Embrouille à Abuja

Publié le 15 janvier 2006 Lecture : 2 minutes.

Encore raté. À moins d’un coup de théâtre, la seconde tentative de privatisation de Nigeria Telecommunications Limited (Nitel) semble promise à l’échec. Et Orascom Telecom en sera pour ses frais. Le 10 janvier, le Bureau of Public Enterprises (BPE), qui avait mené l’appel d’offres à son terme et déclaré vainqueur le groupe égyptien, a annoncé qu’il était prêt à reprendre la procédure de zéro si son autorité de tutelle, le National Council on Privatisation (NCP), le lui demandait.
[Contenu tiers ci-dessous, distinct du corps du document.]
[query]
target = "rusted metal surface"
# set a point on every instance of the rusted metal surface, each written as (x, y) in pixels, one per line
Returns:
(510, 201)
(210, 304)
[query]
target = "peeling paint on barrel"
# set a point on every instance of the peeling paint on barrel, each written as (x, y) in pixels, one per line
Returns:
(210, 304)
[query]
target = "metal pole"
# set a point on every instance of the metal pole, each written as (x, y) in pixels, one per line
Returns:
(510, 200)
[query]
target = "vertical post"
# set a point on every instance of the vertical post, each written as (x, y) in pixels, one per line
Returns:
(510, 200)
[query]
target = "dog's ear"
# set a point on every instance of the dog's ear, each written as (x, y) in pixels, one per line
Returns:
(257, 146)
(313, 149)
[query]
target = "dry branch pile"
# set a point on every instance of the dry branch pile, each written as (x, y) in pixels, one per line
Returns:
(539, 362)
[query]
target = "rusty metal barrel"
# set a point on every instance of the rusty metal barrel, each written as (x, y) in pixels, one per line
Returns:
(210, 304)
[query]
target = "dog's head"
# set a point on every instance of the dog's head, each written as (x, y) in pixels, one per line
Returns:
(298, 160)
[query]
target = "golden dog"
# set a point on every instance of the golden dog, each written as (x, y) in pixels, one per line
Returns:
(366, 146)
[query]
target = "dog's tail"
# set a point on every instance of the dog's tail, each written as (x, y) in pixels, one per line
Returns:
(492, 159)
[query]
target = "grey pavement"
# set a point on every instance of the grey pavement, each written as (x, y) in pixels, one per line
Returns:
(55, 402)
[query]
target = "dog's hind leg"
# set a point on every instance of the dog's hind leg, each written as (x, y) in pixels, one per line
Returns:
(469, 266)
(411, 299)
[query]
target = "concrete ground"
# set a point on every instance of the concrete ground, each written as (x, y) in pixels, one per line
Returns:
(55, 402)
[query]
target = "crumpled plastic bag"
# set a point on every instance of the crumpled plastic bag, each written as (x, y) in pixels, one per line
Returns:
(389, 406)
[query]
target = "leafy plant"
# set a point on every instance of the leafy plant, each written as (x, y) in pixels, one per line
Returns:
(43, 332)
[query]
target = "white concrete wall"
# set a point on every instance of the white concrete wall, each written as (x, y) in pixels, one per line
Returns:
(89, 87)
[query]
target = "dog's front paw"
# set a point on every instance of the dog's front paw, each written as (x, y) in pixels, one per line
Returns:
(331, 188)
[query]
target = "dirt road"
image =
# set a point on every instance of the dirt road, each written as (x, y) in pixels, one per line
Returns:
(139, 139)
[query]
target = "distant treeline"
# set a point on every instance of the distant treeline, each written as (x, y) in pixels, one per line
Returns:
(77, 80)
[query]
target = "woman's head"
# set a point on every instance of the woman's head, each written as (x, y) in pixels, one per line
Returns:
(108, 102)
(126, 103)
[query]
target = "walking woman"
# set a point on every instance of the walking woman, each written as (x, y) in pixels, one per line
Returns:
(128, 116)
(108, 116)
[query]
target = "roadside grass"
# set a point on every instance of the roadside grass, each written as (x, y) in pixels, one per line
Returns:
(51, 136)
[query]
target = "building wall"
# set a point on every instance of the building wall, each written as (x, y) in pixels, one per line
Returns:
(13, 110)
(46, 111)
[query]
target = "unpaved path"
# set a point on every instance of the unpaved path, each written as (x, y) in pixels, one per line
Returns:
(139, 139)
Le NCP est bien le seul organisme à ne s’être pas encore prononcé. Car une incroyable tempête agite les milieux d’affaires du pays depuis le 30 décembre, date de la « victoire » d’Orascom. « Voilà un imbroglio comme seul le Nigeria est capable d’en produire ! » résume un banquier d’affaires.
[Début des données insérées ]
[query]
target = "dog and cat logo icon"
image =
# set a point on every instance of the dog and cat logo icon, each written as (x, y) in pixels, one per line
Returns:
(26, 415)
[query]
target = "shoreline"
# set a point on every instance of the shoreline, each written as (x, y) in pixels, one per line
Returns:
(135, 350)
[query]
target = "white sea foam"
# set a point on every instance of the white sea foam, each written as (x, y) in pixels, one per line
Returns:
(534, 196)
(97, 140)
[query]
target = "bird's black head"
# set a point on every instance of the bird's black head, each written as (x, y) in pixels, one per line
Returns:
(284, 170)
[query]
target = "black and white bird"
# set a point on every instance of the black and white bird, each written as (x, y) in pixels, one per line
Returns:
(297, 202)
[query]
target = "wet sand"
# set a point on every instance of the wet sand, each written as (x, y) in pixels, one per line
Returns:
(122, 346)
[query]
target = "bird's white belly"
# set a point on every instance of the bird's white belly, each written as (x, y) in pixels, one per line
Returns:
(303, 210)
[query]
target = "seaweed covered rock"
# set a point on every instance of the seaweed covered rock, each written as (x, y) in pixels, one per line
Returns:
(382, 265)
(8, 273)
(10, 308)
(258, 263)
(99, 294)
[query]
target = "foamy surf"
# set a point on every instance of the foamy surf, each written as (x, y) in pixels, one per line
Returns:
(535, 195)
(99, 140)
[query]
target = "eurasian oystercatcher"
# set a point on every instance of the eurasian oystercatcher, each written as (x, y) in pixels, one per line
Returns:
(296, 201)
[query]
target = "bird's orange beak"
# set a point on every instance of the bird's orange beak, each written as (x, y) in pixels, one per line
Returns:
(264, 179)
Première pomme de discorde, le déroulement des enchères. Deux candidats restaient en lice à l’avant-dernier round. En tête, Newtel, groupe d’investisseurs locaux, qui proposait 155 millions de dollars, 27 millions de dollars de mieux qu’Orascom. Le BPE juge ces montants insuffisants et lance une nouvelle enchère. Mais Newtel n’y participe pas. Le BPE accepte alors l’offre de l’égyptien, 256 millions de dollars pour 51 % de l’opérateur historique et de sa filiale de téléphonie mobile Mtel, tout en déclarant qu’elle est « bien inférieure au prix-plancher que nous nous sommes fixé », sans préciser ce prix-plancher. Ce commentaire a déclenché toutes sortes d’hypothèses, dont la plus étonnante concerne l’abandon de Newtel dans la dernière ligne droite. Alors qu’il était prêt à miser 500 millions de dollars – selon ses dires -, le groupe aurait été contraint de jeter l’éponge à cause d’Orascom ! Car celui-ci venait, le 21 décembre (soit plus d’une semaine avant les deux dernières enchères), de prendre 19 % du capital d’Hutchinson Telecom, un groupe de Hong Kong (voir J.A.I. n° 2346-2347), qui se trouve être la maison mère d’Essar, le partenaire technique de Newtel. Ce dernier, ainsi privé de compétences opérationnelles, ne répondait plus aux exigences du cahier des charges et ne pouvait rester en course.
Pour rocambolesque qu’elle soit, cette explication trahit la vraie raison de la discorde : les Nigérians considèrent que, à 256 millions de dollars, l’opérateur national est « bradé ». Le président Obasanjo lui-même a indiqué, le 4 janvier, que le montant de la transaction n’était pas assez élevé. La somme est certes cinq fois moindre que ce qu’aurait pu rapporter, en 2002, la précédente tentative de vente de Nitel (1,3 milliard de dollars)… si le groupe d’investisseurs locaux, Investors International London Limited (IILL), avait pu réunir la somme. Cette fois-ci, l’acquéreur a sans aucun doute les moyens de faire le chèque, mais le vendeur n’en veut pas. Tandis que son sort ne semble pas près de se régler, la situation financière de Nitel continue de se dégrader. Les autres candidats à sa reprise, dont l’opérateur panafricain Celtel, avaient abandonné la course dès la mi-décembre après avoir constaté les sureffectifs et l’endettement du groupe. Reste à savoir qui s’intéressera à sa troisième mise en vente, si d’aventure elle devait intervenir.